Thinking Through AWS Anomalies with Valentino Volonghi of AdRoll
In A Comedy of Errors, we talk to engineers about the weirdest, worst, and most interesting application and infrastructure issues they’ve encountered (and resolved) over the years. Our first engineer is Valentino Volonghi. He’s the CTO of AdRoll and was also one of their very first employees way back when.
This particular issue is from a long time ago. There are fun ones throughout our history, of course, but this one was particularly obscure and didn’t present itself in a way that you would normally expect. Developers might often think back on a time when the system crashed or they faced some sort of spectacular failure, and certainly every company has its own fair share of these. However, in our case, the most fascinating event was one in which we were seeing a critical failure, but no machines were crashing, and the systems appeared to be completely healthy.
At AdRoll, we manage billions of requests on a daily basis. To accomplish this, we load-balance and scale that traffic across numerous machines. At the same time, we’re always looking to ensure we don’t have more machines than we need because excess boxes beyond a certain level just cause extra headaches during releases and maintenance.
We use AWS here and, whenever Amazon releases a new system that’s even a little bit faster, we usually adopt it with two goals:
Continue to move towards using fewer machines to accomplish the same amount of work
Minimize the ways a box can fail or behave unexpectedly
A few years ago, Amazon released the C3 Instance Family. At the time, we were using C1 Extra Large Instances, so this felt like the right moment to upgrade. The process was incredibly smooth. Not only did it enable us to use fewer instances, but we also saw the number of timeouts generated by the software drop from an already low 0.1% rate to what was effectively a 0% rate. There were very occasional timeouts but, for practical purposes, the machines themselves never timed out. From an engineering perspective, that was fantastic. If you remove even that tiny 0.1% failure rate, it means we can process many more requests, and our customers can realize even more revenue due to better performance.
However, over the course of the week that followed, we learned that our machines weren’t spending their budgets properly, but we couldn’t figure out why, since everything should have been better than ever! After a lot of investigation, we realized that CPU usage wasn’t very high on most of the machines that were sitting behind one particular load balancer. We immediately looked at this as the culprit, but we weren’t sure it wasn’t just a symptom instead of the cause.
As we thought it through, we kept coming back to the fact that the most notable change that occurred with the release wasn’t the software itself; it was the remarkable drop in timeout rate. And that’s when we pinpointed that the core problem was this lack of timeouts.
But why?
In advertising, in particular, connections are typically very long-lived. Between an exchange in our machines, a connection can last several hours and receive many thousands of requests. In this way, we save the latency required by the handshake of a new connection.
Additionally, we were using Level 3 load balancers that were focused on specific connections rather than HTTP requests. This was to ensure we had as little latency as possible in the chain. As a result, the first two or three instances that joined the load balancer group post-deployment received most of the connections. Since they weren’t timing out anymore, they were holding on to these connections, and traffic wasn’t being balanced across all the machines.
The problem is that every single machine is assigned a budget that needs to be spent, but the machines that were hogging all the connections were the only ones able to spend their own budgets. All the other machine budgets went unspent. This lead to us spending significantly less money than usual.
Obviously, we wanted to stick with the new instances, but we needed to solve this problem for the future. We ultimately built out a long-term solution, but in the short-term, our quick-and-dirty fix was to introduce random timeouts into the software so that there was a 1-in-10,000 chance a connection would time out, giving the system a natural incentive to rebalance the connection and location across different boxes. Even in a worst-case scenario, this ensured connection pooling was effectively well allocated, even for our very long-lasting connections.

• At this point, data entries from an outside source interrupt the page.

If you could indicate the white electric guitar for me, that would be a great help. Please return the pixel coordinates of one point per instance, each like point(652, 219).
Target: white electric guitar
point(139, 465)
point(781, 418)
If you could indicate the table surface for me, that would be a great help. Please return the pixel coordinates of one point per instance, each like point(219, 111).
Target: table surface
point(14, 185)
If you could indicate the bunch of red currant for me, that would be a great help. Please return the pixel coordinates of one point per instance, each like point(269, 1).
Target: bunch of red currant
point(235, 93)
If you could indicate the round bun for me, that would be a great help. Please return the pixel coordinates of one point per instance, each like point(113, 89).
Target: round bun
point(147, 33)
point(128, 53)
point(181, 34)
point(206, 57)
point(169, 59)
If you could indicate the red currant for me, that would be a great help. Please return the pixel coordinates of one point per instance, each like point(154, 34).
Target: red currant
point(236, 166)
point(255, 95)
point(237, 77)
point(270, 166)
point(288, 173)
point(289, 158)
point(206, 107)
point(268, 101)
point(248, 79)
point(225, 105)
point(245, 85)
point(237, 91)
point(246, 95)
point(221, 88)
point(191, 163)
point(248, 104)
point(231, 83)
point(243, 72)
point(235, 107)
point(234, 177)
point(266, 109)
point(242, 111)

It took us about a week to come up with this solution and, because we weren’t spending as much money, we also weren’t taking in as much money, causing us to see a drop in revenue for that week. What we learned is that normal alerts and signals are not enough, that you’re not always looking in the right place to find the key that will help you quickly solve an issue. So you need a way to discover and think through anomalies that are outside the range of your normally expected events.